If the downstream websocket service restarts we can recover up to 1000 events or any number of events worth 1MB. We may lose in flight events that were already acknowledged at the time the server went down and thus not fully delivered by the downstream system.

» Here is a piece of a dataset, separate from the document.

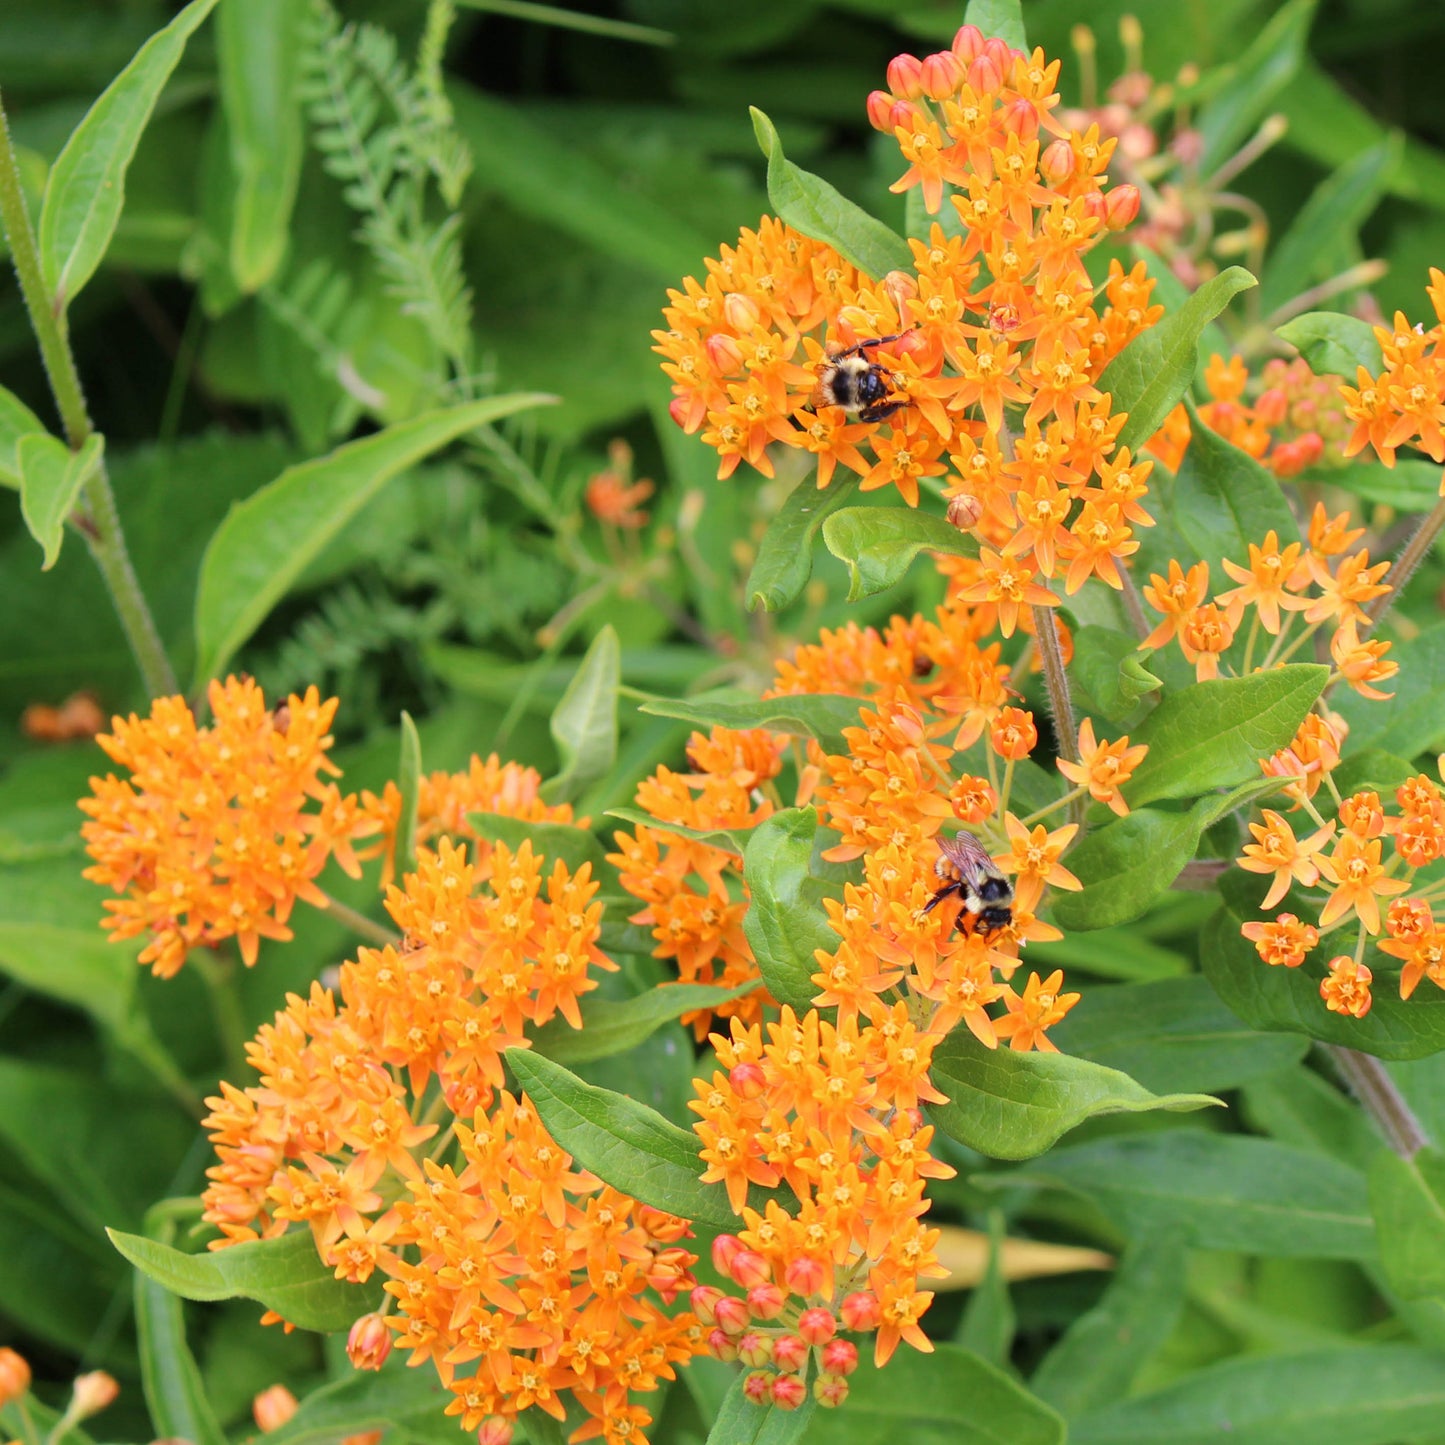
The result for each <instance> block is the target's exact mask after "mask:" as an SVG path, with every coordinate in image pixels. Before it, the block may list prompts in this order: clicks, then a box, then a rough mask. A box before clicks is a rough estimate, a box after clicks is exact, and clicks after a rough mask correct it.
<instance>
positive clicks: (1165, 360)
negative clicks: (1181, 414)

$ websocat -s 8080 ; websocat -s 8080
{"onramp":"metronome","id":0,"hostname":"ALT01828","ingest_ns":1600861519788231000}
{"onramp":"metronome","id":1,"hostname":"ALT01828","ingest_ns":1600861520790241000}
{"onramp":"metronome","id":2,"hostname":"ALT01828","ingest_ns":1600861521792297000}
{"onramp":"metronome","id":3,"hostname":"ALT01828","ingest_ns":1600861522797476000}
{"onramp":"metronome","id":4,"hostname":"ALT01828","ingest_ns":1600861523802114000}
^C
$  websocat -s 8080 ; websocat -s 8080
Listening on ws://127.0.0.1:8080/
{"onramp":"metronome","id":6,"hostname":"ALT01828","ingest_ns":1600861525809835000}
{"onramp":"metronome","id":7,"hostname":"ALT01828","ingest_ns":1600861526813574000}
{"onramp":"metronome","id":8,"hostname":"ALT01828","ingest_ns":1600861527817722000}
{"onramp":"metronome","id":9,"hostname":"ALT01828","ingest_ns":1600861528822667000}
{"onramp":"metronome","id":10,"hostname":"ALT01828","ingest_ns":1600861529826521000}
{"onramp":"metronome","id":11,"hostname":"ALT01828","ingest_ns":1600861530830497000}

Note

We killed the websocket server and restarted right afterwards. We in fact lost 1 event (id 5) which was acked inside tremor but not yet fully delivered to the console by websocat. Other events that the offramp was unable to send will be resent once the ws offramp can connect again.

In short, the persistent in memory wal can assist with partial recovery of downstream system or tremor itself and will actively reduce data loss within the configured retention but it is not guarenteed to be lossless.